An alum and teacher sparked a love of photography in Keith Walters ’11, leading him to Geneseo and his life’s work.
By Keith Walters ’11
The idea of ripple effects has always intrigued me: how one action can have a profound impact on the future. My ripple effect began in the early 1990s. I was only 5, but I like to think that’s when my journey to Geneseo began.
During that time, 1995, a man named Gregory Ahlquist graduated from SUNY Geneseo with a degree in history and a minor in medieval studies. His undergraduate education was shaped by some legendary professors — Bill Cook, Ron Herzman and Wes Kennison, to name a few. His experience at Geneseo called him to become a teacher, and by stroke of luck, he taught high school history and humanities at my hometown high school, Webster Thomas.
You know where this is going, right?
Fast forward to 2007. Mr. Ahlquist tells our senior humanities class we have guest speakers scheduled. In walk professors Cook and Herzman to share Dante’s works. I’d be lying if I said I remembered anything they talked about that day. I do recall the eccentric colors of Professor Cook’s outfit and the immaculate “drip” of Herzman’s three-piece (if you know, you know). More importantly, I remember how impressive it was that college professors would visit their former student’s class.
How weird it is to think that I would be colleagues (and neighbors!) with these people one day, but that comes in a bit.
As we rounded out senior year, Mr. Ahlquist assigned a project that consisted of three components — a research paper, a presentation and community service. He flapped a transparency paper onto a projector, and I scanned the list of artists, writers and musicians to choose from. None of the names resonated with me, until I saw the “photography” category — and Ansel Adams.
I knew nothing about Adams, but Mr. Ahlquist suggested I see his exhibition at the George Eastman Museum in Rochester. What impressed me most about Adams’ images was not so much the photos themselves (of course, they were beautiful) but the impact they had on society. From that visit, and my own research, I learned that in the late 19th and early 20th century, photography was primarily used as a tool for documentation and not so much as a form of artistic expression. Adams worked for years to flip that narrative and became one of America’s most beloved landscape photographers. His work and advocacy for the natural lands that he loved to photograph were instrumental in some of the first preservation actions by the federal government.
The idea that photography as art could lead to change inspired me to pick up a camera.
I convinced my parents to expedite my graduation gift in the form of a point-and-shoot camera, so I could photograph local lands recently designated as forever wild by a land trust and host a public showing to get the word out about these amazing spaces. With help from a local pro photographer, we selected a series of my images and proudly displayed them at our local community center. It was my first exhibition!
Looking back, it’s quite clear to me that Mr. Ahlquist’s senior project changed the trajectory of my life.
I carried my newfound passion for photography to Geneseo. Though I was a business administration major, photography consumed my free time. I photographed for The Lamron and the college’s Office of Communications and Marketing, covering events campuswide. Just about every time I saw the blood-red glow of the sunset through my room window, I would rush to the gazebo, camera in hand. I completed a photojournalism internship at a local newspaper that summer, and that experience helped me land a job as Geneseo’s college photographer nearly 11 years ago.
This job allows me to photograph many things, but my passion is still rooted in capturing the beauty around us and sharing it with others so they, too, may appreciate and protect it.
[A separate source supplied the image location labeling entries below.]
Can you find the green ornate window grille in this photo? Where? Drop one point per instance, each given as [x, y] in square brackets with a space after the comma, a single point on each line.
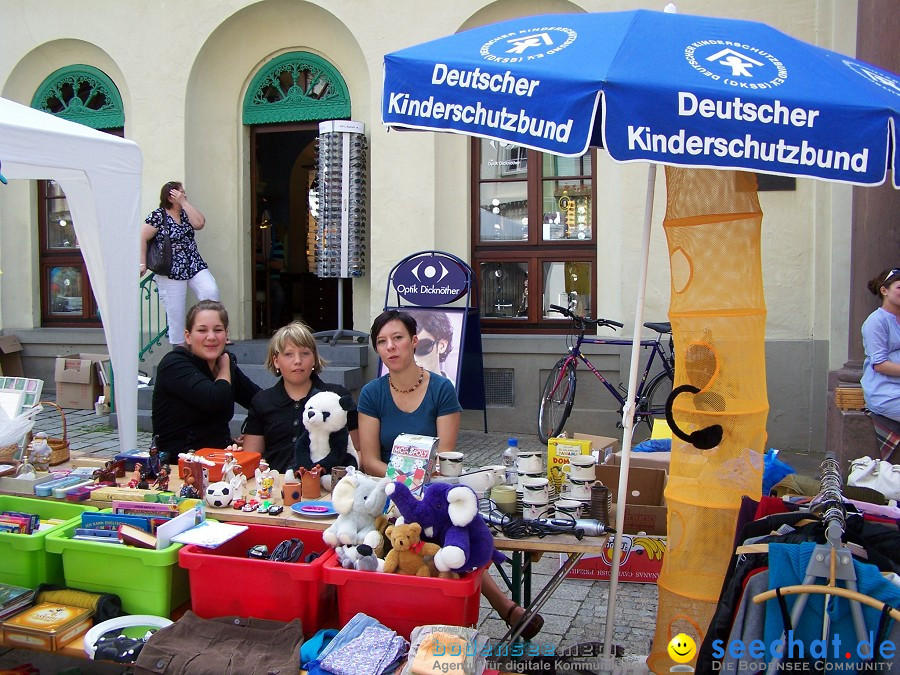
[81, 94]
[296, 87]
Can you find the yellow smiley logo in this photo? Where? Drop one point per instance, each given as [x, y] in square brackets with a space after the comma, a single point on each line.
[682, 648]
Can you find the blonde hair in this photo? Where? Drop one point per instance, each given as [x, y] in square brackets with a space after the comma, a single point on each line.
[299, 334]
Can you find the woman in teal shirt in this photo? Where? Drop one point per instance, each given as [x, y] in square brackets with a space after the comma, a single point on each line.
[412, 400]
[408, 400]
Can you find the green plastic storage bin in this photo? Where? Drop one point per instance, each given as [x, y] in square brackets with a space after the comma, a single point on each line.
[24, 558]
[147, 581]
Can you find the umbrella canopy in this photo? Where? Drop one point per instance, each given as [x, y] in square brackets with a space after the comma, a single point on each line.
[653, 86]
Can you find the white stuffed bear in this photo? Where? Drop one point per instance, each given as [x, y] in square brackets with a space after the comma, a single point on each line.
[326, 440]
[359, 499]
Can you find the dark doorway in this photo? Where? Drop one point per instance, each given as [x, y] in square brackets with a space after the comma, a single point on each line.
[283, 232]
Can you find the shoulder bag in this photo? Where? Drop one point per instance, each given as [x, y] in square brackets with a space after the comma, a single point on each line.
[159, 250]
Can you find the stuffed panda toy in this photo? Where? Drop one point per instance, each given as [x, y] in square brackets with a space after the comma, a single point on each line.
[326, 439]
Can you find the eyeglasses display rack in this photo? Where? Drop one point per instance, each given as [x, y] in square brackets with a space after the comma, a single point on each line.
[339, 249]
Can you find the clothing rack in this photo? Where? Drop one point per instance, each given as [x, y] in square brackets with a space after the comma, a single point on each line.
[831, 561]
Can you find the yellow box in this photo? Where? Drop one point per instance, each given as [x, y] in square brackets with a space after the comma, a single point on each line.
[558, 452]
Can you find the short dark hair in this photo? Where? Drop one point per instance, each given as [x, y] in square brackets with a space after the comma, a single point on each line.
[437, 323]
[386, 317]
[164, 201]
[884, 278]
[214, 305]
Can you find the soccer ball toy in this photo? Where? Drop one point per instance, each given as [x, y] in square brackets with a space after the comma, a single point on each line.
[219, 495]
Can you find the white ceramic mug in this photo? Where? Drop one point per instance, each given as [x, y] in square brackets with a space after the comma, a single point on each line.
[529, 461]
[450, 463]
[534, 511]
[536, 490]
[527, 475]
[480, 481]
[504, 497]
[571, 507]
[578, 489]
[499, 473]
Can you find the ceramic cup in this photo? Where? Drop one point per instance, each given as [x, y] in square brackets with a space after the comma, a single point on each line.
[450, 463]
[580, 467]
[578, 489]
[534, 511]
[290, 492]
[527, 475]
[535, 490]
[499, 472]
[504, 497]
[571, 507]
[480, 481]
[529, 461]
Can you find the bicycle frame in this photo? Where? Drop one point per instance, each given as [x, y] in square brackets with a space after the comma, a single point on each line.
[655, 347]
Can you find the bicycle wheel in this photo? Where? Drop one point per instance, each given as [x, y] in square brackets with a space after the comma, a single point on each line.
[556, 399]
[653, 401]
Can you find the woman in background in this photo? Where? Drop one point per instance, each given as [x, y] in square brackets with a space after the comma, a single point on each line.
[275, 420]
[412, 400]
[197, 385]
[179, 218]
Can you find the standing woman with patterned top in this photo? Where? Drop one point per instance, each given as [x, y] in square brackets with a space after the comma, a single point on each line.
[179, 218]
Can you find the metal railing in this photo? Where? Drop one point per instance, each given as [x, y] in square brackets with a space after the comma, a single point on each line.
[154, 323]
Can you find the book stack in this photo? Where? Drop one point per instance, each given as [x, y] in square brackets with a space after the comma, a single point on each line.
[13, 599]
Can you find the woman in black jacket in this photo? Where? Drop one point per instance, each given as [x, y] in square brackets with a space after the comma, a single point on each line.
[198, 384]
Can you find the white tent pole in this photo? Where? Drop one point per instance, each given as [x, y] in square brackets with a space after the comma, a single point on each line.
[628, 414]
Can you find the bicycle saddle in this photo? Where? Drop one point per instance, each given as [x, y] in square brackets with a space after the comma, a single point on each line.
[664, 327]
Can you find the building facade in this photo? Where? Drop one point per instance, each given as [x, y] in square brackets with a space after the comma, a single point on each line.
[226, 96]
The ripple that started long ago has brought me much more than a career and a passion. It’s brought me a family and a community, and I cherish that most of all. I met my wife Joanna and some of my closest friends at Geneseo. Since graduating, Joanna and I have settled into the village and started a family. We’ve become involved in the community, and now we’re sending out ripples of our own. Who knows where they’ll lead, or who they’ll inspire?
Keith Walters ’11 has been the college photographer since 2011 and runs an art gallery with his wife, Joanna Duell Walters ’13, on Main Street in the Village of Geneseo. He loves exploring the outdoors and sharing what he finds.